146. L’invention des arts de la mémoire constitue une tentative de sauvetage de la conception ancienne de la poésie, des arts de la parole et de l’ouïe plus généralement (aussi le conte) permettant une traduction visuelle interne.
147. Tel est le sens du « ut pictura poesis ».
148. Il faut réapprendre à marcher dans sa tête.
149. Ce n’est pas seulement une référence commune dans la langue qui a été perdue avec la chute de la poésie, parce qu’on ne l’apprend plus, c’est toute vraie référence individuelle à la poésie.
150. Un poème doit être mémorable, pour être mémorisé, ou au moins revisité intérieurement.
151. La position « simonidienne » serait : il n’y a pas que la poésie qui est mémorisable. Tout l’est, grâce aux « arts ». On peut « traduire » l’oral en visuel. Et on peut le faire chacun pour soi.
(…)
154. Le jeu de la poésie orale est un jeu entre répétition et invention, entre le plaisir de la surprise et celui de la reconnaissance (see Henry James). Il importe donc d’étudier le contraste entre le formulaïque et le reste.
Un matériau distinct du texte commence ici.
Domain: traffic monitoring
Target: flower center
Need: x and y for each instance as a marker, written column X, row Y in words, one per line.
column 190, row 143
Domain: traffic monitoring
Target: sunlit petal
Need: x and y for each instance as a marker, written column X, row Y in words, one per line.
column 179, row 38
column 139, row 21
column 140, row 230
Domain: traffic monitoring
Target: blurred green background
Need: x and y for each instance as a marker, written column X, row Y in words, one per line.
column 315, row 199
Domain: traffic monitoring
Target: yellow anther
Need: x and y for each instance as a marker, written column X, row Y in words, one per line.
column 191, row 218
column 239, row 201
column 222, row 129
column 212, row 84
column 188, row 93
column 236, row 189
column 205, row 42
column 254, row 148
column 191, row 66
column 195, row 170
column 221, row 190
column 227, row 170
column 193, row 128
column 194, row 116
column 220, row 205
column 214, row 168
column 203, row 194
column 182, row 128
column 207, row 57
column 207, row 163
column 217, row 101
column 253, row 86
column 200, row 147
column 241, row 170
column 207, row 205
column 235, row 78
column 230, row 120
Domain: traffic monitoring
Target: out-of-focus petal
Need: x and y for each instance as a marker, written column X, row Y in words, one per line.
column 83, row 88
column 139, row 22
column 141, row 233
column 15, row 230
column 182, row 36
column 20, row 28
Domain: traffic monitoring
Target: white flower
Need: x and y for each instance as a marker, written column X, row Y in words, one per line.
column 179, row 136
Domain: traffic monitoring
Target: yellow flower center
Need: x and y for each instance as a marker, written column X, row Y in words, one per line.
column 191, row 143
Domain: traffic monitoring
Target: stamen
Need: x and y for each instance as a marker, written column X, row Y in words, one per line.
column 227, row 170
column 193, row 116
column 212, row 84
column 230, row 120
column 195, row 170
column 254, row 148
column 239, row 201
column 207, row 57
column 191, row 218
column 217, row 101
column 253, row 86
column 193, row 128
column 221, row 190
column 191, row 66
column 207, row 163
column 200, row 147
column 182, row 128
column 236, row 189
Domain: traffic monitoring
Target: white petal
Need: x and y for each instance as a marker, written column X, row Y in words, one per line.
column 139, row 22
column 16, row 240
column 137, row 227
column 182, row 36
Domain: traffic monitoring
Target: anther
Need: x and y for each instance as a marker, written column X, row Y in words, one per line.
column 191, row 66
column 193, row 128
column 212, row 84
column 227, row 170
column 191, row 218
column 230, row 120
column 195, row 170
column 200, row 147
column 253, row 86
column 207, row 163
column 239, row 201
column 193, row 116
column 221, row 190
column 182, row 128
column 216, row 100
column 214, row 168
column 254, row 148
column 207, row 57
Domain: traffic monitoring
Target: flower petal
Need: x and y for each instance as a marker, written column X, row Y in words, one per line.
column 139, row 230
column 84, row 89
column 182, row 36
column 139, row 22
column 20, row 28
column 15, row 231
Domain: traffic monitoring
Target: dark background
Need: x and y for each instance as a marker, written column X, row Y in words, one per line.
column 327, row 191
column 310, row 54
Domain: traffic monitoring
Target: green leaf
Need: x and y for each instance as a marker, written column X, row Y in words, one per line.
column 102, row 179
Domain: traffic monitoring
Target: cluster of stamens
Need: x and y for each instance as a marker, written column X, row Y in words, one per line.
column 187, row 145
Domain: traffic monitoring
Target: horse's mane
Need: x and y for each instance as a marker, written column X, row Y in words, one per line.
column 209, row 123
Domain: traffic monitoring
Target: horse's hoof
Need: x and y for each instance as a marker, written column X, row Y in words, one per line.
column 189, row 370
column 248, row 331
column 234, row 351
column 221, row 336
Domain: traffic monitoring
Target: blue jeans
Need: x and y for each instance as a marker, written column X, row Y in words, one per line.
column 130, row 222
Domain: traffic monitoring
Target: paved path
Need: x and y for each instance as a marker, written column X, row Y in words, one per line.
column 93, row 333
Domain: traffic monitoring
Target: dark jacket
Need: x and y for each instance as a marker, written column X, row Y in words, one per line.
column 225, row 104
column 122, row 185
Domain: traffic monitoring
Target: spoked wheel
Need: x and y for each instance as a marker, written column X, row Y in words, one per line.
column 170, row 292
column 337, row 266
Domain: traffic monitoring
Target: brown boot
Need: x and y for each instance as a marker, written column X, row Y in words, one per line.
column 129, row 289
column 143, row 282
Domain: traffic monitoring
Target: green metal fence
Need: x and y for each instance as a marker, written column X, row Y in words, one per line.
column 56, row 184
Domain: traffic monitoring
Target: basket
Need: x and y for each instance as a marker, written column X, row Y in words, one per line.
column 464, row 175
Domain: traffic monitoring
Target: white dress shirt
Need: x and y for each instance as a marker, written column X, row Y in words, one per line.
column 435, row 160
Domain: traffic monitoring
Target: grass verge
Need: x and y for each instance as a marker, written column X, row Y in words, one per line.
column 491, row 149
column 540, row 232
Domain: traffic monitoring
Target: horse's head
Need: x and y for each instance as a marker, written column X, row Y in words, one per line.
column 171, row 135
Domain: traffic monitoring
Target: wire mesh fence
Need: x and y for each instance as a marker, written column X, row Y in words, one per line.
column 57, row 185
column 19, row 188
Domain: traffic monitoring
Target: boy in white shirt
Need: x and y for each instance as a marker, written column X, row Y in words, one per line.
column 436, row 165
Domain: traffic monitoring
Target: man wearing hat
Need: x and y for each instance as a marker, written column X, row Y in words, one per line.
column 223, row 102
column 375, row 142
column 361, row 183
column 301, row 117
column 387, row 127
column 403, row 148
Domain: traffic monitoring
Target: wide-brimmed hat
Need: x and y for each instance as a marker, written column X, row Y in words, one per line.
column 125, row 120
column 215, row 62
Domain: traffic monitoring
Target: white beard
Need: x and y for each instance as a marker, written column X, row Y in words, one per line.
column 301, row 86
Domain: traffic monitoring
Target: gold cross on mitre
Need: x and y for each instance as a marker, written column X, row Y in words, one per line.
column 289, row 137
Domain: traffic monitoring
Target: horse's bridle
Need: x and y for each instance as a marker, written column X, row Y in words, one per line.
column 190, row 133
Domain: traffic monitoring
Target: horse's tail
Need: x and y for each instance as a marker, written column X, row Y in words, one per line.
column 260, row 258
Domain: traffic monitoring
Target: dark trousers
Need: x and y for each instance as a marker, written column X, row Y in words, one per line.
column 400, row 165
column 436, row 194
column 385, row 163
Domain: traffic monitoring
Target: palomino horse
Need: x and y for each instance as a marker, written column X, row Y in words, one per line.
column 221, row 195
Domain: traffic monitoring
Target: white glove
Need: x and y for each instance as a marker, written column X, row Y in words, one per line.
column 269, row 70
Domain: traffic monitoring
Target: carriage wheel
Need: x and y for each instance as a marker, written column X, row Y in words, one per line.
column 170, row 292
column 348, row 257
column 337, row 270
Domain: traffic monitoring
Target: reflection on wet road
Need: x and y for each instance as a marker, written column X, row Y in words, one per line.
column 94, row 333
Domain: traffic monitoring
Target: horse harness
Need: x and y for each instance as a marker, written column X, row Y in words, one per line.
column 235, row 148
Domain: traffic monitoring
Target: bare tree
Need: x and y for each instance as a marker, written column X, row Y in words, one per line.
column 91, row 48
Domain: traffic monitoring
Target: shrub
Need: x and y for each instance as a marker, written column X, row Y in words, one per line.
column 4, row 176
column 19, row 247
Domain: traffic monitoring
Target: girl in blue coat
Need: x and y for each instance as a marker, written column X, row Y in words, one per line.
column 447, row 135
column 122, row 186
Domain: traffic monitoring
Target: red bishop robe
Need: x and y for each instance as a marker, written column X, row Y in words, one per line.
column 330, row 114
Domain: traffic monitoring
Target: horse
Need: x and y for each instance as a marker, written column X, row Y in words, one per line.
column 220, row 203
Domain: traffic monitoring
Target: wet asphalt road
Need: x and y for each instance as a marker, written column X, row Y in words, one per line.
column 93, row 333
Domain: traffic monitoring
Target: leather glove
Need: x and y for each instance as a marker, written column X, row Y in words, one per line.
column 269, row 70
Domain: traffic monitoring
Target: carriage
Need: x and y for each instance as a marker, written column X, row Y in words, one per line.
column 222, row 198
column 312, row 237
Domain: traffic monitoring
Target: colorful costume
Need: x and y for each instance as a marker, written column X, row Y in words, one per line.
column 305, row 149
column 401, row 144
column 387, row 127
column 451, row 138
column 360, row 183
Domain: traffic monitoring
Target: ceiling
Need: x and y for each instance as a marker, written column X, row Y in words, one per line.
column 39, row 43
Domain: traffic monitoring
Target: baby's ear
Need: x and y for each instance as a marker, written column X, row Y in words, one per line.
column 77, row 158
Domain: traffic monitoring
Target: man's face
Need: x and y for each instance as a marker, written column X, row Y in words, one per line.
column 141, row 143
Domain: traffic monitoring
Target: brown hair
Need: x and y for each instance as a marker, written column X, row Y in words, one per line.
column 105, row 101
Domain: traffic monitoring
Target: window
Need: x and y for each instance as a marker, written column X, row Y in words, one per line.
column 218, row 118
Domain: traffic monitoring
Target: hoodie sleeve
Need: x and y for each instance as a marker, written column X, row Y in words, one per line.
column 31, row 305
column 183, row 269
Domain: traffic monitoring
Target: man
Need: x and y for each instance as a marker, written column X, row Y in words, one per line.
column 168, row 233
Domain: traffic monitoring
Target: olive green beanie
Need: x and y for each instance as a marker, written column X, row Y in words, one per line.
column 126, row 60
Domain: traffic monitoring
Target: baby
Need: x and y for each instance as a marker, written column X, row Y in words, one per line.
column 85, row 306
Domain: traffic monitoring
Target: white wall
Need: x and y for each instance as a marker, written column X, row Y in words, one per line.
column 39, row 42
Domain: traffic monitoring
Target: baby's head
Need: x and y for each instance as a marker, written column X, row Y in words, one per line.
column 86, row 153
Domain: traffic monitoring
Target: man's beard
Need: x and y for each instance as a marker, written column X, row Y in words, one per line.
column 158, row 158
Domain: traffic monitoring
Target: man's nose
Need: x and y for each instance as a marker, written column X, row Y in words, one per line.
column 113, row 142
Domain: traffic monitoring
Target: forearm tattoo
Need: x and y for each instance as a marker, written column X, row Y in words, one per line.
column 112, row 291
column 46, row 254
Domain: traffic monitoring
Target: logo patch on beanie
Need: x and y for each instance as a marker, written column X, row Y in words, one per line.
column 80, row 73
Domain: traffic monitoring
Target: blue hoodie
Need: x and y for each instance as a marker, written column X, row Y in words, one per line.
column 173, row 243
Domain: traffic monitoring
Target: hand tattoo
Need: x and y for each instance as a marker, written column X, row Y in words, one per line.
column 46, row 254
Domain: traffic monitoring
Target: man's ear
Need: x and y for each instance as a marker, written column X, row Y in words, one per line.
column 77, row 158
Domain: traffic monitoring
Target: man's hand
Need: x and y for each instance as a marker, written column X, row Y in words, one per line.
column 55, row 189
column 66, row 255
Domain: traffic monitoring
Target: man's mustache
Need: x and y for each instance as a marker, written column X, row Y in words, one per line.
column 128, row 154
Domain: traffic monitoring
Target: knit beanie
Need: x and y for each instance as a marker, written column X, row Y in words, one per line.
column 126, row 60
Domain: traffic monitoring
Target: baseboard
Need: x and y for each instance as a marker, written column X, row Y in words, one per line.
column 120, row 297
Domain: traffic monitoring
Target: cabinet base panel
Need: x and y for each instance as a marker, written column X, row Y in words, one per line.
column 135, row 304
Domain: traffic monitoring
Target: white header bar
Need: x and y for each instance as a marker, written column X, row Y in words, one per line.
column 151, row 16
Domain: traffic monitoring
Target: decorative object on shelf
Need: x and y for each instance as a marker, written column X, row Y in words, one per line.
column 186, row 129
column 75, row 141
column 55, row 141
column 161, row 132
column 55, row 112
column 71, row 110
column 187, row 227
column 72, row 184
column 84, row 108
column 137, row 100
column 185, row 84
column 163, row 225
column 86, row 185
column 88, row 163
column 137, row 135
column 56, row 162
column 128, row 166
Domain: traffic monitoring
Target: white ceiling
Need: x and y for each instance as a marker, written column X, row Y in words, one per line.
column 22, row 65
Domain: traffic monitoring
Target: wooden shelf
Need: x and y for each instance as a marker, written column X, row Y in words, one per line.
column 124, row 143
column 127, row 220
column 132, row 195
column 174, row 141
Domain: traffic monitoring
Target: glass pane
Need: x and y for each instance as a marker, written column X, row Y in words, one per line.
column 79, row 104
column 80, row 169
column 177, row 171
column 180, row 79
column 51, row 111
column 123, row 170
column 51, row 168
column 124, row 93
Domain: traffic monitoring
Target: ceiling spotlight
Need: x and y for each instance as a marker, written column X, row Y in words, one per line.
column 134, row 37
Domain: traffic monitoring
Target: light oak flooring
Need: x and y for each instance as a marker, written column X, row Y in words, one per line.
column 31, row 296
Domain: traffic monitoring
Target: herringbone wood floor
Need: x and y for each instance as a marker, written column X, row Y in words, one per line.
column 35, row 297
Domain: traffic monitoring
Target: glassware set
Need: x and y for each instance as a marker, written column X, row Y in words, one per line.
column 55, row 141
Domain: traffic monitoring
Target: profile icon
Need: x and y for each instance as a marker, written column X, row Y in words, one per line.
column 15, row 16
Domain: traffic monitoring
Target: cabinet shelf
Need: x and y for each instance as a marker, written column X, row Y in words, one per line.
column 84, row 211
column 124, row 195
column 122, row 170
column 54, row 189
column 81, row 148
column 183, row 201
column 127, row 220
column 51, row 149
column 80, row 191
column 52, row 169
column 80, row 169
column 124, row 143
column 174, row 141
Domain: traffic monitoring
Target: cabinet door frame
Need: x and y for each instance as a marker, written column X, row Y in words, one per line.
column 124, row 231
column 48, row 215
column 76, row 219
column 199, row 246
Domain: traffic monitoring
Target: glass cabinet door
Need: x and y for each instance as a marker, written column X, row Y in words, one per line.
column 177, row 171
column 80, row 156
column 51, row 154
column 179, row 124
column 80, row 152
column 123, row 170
Et ceci montre encore le lien avec les stratégies mnémoniques (see la « broken formula » de Bacon et la maxime à la Rochefoucauld ; see le partimen).
(…)
157. La conception orale, « mimétique » de la poésie interdit l’identification de la poésie avec un individu séparé, pourvu d’une âme individuelle. C’est ce caractère qu’a conservé la poésie, d’où la lutte indispensable contre le « biographique ».